Y a-t-il un dessein soviétique continu et cohérent à propos de l'Asie ? Pour l'Union soviétique (URSS), où et à partir de quand commence la déstabilisation ? Comment modifie-t-elle alors sa stratégie ? Quels risques peut-elle prendre pour la réaliser ? Comment sa politique asiatique s'insère-t-elle dans sa politique globale ? Telles sont les questions auxquelles répond l'auteur.
Visées et possibilités de Moscou en Asie
Il y a une différence majeure entre la vision soviétique de l’avenir de l’Asie et la vision chinoise. La vision chinoise, c’est le danger immédiat que l’Union Soviétique fait peser sur elle ; la vision soviétique est plus politique que militaire. L’interprétation soviétique de ce qui se passe en Asie s’inscrit dans le cadre d’une analyse politique générale beaucoup plus que dans le cadre d’une analyse d’un danger militaire immédiat et d’un conflit dont les Soviétiques n’envisagent pas, disent-ils, qu’il puisse éclater entre eux et la Chine.
Quand on parle de l’Asie, s’agissant de l’Union Soviétique, le terme a un sens intérieur et très large. Premièrement l’Asie, l’Union Soviétique y est. Exactement comme la Chine et le Japon. Elle en fait partie. À la différence des États-Unis, elle n’est donc pas une puissance extérieure.
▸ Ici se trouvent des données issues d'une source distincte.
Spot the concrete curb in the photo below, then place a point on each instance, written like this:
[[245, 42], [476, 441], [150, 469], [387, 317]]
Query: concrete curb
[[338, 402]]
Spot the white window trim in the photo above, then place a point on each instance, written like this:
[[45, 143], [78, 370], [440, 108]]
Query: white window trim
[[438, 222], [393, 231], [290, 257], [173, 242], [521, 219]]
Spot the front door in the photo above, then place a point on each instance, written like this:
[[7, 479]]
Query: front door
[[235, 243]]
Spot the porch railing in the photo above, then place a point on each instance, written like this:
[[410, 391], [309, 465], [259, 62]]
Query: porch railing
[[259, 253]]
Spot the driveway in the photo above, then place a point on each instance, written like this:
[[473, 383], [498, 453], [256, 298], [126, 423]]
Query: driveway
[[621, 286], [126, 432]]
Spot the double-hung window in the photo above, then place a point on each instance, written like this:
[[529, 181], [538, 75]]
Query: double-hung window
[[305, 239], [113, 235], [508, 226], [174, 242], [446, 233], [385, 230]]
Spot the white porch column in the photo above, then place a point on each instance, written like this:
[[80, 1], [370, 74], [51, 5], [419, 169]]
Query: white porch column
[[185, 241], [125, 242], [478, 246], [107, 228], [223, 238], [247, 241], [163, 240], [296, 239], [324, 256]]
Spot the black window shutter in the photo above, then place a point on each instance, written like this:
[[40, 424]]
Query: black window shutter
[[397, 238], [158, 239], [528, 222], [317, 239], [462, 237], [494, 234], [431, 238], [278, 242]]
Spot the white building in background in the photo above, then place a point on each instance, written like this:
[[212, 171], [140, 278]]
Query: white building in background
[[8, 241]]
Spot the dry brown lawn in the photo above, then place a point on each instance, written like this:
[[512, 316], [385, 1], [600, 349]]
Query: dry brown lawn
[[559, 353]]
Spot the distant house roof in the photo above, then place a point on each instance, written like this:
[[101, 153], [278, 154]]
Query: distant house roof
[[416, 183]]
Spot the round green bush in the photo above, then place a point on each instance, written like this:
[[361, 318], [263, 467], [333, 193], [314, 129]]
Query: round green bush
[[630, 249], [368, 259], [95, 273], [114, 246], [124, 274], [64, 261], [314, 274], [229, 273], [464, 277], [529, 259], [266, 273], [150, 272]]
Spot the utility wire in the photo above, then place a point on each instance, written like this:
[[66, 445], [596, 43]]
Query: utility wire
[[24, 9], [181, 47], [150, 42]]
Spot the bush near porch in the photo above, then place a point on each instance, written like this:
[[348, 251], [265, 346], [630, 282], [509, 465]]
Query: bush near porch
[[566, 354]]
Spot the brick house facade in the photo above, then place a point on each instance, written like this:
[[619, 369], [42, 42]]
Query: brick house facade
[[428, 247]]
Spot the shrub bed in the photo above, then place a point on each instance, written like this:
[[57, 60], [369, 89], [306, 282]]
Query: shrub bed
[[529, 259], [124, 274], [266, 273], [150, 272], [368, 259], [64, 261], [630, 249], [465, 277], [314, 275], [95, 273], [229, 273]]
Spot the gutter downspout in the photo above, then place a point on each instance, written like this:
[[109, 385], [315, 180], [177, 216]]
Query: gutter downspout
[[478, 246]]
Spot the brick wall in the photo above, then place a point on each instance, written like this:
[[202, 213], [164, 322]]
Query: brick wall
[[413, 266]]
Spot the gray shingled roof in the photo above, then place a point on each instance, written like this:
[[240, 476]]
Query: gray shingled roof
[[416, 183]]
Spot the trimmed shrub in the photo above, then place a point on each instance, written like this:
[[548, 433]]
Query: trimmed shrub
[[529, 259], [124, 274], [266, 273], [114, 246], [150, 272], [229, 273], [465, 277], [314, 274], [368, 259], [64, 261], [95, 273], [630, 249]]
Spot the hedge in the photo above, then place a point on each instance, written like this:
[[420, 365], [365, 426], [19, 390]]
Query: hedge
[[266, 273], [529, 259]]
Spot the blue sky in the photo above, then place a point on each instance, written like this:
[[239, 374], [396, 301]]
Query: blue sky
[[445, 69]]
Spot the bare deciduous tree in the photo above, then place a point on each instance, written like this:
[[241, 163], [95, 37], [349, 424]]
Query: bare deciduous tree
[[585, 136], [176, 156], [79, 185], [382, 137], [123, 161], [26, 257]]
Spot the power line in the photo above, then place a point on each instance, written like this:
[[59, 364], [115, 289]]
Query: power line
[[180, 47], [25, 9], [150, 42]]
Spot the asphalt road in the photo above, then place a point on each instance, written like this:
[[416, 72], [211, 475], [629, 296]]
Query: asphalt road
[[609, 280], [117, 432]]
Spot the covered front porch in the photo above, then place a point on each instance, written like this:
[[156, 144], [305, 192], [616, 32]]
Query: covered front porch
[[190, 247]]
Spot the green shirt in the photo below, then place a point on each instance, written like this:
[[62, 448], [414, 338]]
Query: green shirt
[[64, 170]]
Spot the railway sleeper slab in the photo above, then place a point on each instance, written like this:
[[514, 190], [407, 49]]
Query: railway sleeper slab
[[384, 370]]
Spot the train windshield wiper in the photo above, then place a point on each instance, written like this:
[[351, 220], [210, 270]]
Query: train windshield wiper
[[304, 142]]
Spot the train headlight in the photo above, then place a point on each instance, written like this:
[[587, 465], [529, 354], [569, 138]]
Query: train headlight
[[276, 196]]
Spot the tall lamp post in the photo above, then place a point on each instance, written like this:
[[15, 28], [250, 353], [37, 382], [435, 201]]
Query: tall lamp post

Mais, en même temps, aux yeux d’autres pays asiatiques, elle n’appartient pas à l’Asie, et cela la place dans une position ambiguë, compliquée et inconfortable. Elle est une grande puissance extérieure et en même temps elle ressent sur elle tout le poids de l’Asie à l’intérieur même de ses frontières, dans sa position géographique ; cela pèse sur toute son appréciation de l’avenir politique de l’Asie et sur ses capacités d’action.
Deuxième point : l’Asie, pour l’Union Soviétique, n’est pas seulement l’Asie telle qu’on la définit généralement, c’est-à-dire la Chine, le Japon, les pays de l’ASEAN, c’est un ensemble beaucoup plus large, c’est tout ce qui commence à ses frontières, y compris les frontières iraniennes ainsi que celles de l’Afghanistan qui la délimitent au sud, et je crois qu’on ne peut pas séparer cela du problème des frontières chinoises. C’est dire que l’ensemble asiatique, avec les problèmes de stabilité ou de déstabilisation de l’Asie, pour l’Union Soviétique, part de l’Iran pour aller jusqu’à la Chine et au Japon. Donc, elle a une vision globale de l’Asie, et tous ses objectifs et ses capacités d’action se situent dans cet ensemble complexe.